Date of Award

2016

Degree Type

Thesis

Degree Name

Master of Science in Mechanical Engineering and Applied Mechanics

Department

Mechanical, Industrial and Systems Engineering

First Advisor

Arun Shukla

Abstract

This research examines the fabrication and electro-mechanical properties of functionally graded graphene-nylon segregated composites. A novel production technique was expanded upon to produce segregated nylon-pellet and graphene nanocomposites with low percolation threshold for electrical conductivity. This particle templating procedure effectively disperses graphene within the nylon pellet matrix and is hot-press melted into three-inch diameter discs. While ideally structured for electrical transport, these specimens are mechanically weak along the polymer grain boundaries. To enhance the mechanical properties, a double-rotary shearing step was added to increase mechanical strength without significant sacrifice to electrical properties, signifying the shearing method is a viable trade-off fabrication approach. Lastly, a production technique for fabricating graphene-nylon textiles with conductive properties was investigated. Graphene-coated nylon yarn in a polymer matrix proved to have high electrical conductivity.

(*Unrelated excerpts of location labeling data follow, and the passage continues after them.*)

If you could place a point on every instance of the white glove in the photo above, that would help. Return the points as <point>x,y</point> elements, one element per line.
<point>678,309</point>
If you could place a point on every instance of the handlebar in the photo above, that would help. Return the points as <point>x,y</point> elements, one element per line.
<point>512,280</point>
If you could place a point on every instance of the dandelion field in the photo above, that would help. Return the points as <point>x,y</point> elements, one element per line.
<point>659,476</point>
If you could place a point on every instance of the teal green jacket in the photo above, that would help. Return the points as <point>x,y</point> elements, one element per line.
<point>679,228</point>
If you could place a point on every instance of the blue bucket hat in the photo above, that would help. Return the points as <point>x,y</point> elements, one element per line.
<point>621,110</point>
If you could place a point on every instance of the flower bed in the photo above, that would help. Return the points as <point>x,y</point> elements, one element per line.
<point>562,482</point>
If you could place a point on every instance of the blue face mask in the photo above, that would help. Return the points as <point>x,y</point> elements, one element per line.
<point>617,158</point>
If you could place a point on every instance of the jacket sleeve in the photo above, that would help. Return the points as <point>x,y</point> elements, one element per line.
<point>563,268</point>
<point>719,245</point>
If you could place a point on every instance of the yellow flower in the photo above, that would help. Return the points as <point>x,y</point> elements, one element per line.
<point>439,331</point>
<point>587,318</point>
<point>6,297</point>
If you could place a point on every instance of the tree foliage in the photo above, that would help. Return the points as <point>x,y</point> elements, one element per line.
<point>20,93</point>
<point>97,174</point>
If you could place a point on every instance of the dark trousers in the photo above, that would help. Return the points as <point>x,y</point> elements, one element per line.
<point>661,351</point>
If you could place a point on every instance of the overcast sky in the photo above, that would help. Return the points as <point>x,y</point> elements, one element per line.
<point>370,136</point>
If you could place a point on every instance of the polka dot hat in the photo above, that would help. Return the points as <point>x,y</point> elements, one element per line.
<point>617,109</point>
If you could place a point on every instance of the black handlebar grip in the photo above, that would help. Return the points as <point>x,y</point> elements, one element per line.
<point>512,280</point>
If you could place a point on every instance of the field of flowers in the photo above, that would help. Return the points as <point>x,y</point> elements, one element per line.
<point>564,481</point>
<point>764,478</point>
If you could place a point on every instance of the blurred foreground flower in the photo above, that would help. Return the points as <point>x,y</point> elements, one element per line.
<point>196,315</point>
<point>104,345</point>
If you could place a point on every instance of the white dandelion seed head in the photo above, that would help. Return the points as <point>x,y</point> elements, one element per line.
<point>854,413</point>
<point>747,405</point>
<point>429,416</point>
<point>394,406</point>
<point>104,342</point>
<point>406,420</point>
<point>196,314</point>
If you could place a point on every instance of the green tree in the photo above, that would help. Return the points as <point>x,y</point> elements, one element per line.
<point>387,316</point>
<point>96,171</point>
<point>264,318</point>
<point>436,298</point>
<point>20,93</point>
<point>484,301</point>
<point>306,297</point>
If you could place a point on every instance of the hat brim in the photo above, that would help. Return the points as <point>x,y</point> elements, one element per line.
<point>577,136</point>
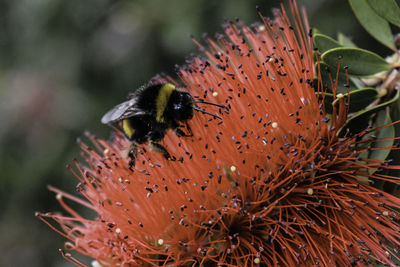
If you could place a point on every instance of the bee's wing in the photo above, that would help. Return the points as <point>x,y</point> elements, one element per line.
<point>122,111</point>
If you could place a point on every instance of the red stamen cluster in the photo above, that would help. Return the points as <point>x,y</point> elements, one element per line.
<point>269,184</point>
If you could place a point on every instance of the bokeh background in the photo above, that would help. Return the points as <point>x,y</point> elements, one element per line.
<point>64,63</point>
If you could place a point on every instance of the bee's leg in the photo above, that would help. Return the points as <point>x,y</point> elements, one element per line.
<point>132,153</point>
<point>189,129</point>
<point>181,133</point>
<point>160,149</point>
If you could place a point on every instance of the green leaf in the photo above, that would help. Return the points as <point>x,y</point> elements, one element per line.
<point>359,61</point>
<point>328,100</point>
<point>387,9</point>
<point>345,41</point>
<point>374,24</point>
<point>324,42</point>
<point>359,99</point>
<point>326,70</point>
<point>361,120</point>
<point>383,118</point>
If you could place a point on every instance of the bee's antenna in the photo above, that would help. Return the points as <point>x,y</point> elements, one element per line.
<point>205,112</point>
<point>213,104</point>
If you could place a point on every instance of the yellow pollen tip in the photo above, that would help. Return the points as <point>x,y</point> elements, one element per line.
<point>385,213</point>
<point>96,264</point>
<point>339,95</point>
<point>382,92</point>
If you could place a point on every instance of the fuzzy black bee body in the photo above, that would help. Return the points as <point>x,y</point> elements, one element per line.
<point>150,112</point>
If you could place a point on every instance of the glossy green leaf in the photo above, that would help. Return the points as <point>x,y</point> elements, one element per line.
<point>361,120</point>
<point>324,42</point>
<point>359,61</point>
<point>383,118</point>
<point>359,99</point>
<point>357,82</point>
<point>328,73</point>
<point>374,24</point>
<point>387,9</point>
<point>328,100</point>
<point>345,41</point>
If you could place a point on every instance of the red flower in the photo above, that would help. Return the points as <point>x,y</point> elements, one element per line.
<point>270,184</point>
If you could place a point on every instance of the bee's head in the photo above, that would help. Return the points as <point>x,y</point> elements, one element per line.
<point>180,106</point>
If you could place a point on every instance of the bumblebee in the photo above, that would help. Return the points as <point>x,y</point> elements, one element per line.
<point>150,112</point>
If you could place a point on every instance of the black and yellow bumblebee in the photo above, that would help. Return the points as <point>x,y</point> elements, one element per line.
<point>150,112</point>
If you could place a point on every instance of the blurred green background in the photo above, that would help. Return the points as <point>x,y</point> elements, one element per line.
<point>64,63</point>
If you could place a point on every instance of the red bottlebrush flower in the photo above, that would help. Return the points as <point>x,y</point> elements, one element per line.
<point>269,184</point>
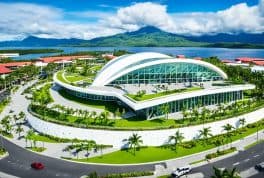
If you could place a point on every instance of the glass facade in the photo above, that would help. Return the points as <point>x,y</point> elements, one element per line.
<point>169,73</point>
<point>189,103</point>
<point>89,96</point>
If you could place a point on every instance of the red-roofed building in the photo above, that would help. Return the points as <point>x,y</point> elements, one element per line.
<point>180,56</point>
<point>227,61</point>
<point>258,62</point>
<point>4,70</point>
<point>61,58</point>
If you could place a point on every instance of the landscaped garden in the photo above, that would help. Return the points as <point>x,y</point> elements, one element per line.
<point>86,119</point>
<point>141,96</point>
<point>137,153</point>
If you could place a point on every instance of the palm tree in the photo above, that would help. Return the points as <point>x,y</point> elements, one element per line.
<point>134,142</point>
<point>176,138</point>
<point>205,133</point>
<point>225,173</point>
<point>242,122</point>
<point>228,128</point>
<point>29,135</point>
<point>19,129</point>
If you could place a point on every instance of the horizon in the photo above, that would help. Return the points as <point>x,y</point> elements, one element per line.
<point>87,20</point>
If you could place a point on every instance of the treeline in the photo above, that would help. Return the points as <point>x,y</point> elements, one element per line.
<point>238,74</point>
<point>31,51</point>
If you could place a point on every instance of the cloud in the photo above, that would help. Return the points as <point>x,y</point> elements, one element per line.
<point>237,18</point>
<point>18,20</point>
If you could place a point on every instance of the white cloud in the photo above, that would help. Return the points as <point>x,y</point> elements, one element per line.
<point>18,20</point>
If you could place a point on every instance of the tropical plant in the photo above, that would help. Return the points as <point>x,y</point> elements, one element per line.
<point>176,138</point>
<point>134,142</point>
<point>218,173</point>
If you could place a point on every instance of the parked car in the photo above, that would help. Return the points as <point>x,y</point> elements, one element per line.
<point>181,171</point>
<point>37,165</point>
<point>260,166</point>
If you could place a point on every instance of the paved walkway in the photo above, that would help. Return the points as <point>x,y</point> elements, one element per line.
<point>19,103</point>
<point>58,99</point>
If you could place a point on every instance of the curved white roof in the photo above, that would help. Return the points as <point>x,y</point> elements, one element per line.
<point>127,63</point>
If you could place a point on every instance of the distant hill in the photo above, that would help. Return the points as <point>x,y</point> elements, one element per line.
<point>33,41</point>
<point>147,37</point>
<point>150,37</point>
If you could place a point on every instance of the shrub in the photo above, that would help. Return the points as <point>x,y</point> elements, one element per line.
<point>220,153</point>
<point>188,145</point>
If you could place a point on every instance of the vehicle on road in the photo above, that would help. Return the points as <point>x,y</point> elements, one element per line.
<point>181,171</point>
<point>37,165</point>
<point>260,166</point>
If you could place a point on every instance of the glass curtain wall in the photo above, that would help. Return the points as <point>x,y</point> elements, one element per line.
<point>169,73</point>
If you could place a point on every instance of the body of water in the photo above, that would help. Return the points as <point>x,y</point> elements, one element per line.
<point>222,53</point>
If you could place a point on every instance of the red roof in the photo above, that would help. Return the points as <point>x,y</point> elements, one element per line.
<point>258,62</point>
<point>248,59</point>
<point>198,58</point>
<point>4,70</point>
<point>180,56</point>
<point>15,64</point>
<point>227,61</point>
<point>60,58</point>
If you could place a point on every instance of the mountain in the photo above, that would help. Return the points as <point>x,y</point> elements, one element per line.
<point>33,41</point>
<point>229,38</point>
<point>150,37</point>
<point>146,36</point>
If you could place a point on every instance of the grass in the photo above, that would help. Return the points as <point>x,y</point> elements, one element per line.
<point>74,78</point>
<point>148,154</point>
<point>2,151</point>
<point>3,104</point>
<point>37,149</point>
<point>220,153</point>
<point>61,78</point>
<point>253,144</point>
<point>42,138</point>
<point>156,95</point>
<point>151,154</point>
<point>199,161</point>
<point>108,106</point>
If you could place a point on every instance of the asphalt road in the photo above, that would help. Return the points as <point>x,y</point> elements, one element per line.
<point>19,160</point>
<point>242,161</point>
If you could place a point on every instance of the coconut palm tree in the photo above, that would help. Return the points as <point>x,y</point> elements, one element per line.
<point>242,122</point>
<point>228,128</point>
<point>205,133</point>
<point>19,129</point>
<point>225,173</point>
<point>134,142</point>
<point>176,138</point>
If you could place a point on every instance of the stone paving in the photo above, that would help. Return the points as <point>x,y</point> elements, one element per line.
<point>20,103</point>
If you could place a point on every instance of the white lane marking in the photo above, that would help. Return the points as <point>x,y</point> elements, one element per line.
<point>237,163</point>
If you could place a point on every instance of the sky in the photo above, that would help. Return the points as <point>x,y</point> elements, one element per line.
<point>86,19</point>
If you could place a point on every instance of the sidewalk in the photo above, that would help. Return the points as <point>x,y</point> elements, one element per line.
<point>19,103</point>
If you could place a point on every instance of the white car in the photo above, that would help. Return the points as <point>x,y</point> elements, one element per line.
<point>181,171</point>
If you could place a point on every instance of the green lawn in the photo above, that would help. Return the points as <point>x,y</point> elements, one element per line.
<point>150,154</point>
<point>61,78</point>
<point>156,95</point>
<point>74,78</point>
<point>42,138</point>
<point>109,106</point>
<point>253,144</point>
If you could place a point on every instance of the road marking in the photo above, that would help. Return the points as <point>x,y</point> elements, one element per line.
<point>237,163</point>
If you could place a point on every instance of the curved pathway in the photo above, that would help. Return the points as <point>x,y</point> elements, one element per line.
<point>58,99</point>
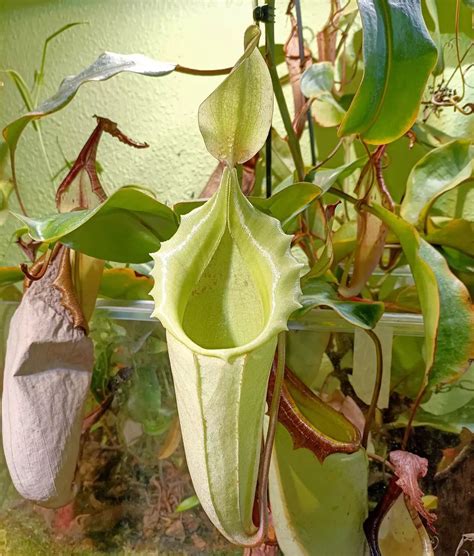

Chapter one is an introduction to graphene and related studies and applications. The nylon-pellet graphene material fabrication and testing are explored in chapters two and three respectively. Chapter four addresses the nylon-yarn and graphene composites. Electrical conductivity was measured using a high resolution four-point probe method. Three-point bend and tensile testing experiments were used to evaluate mechanical properties.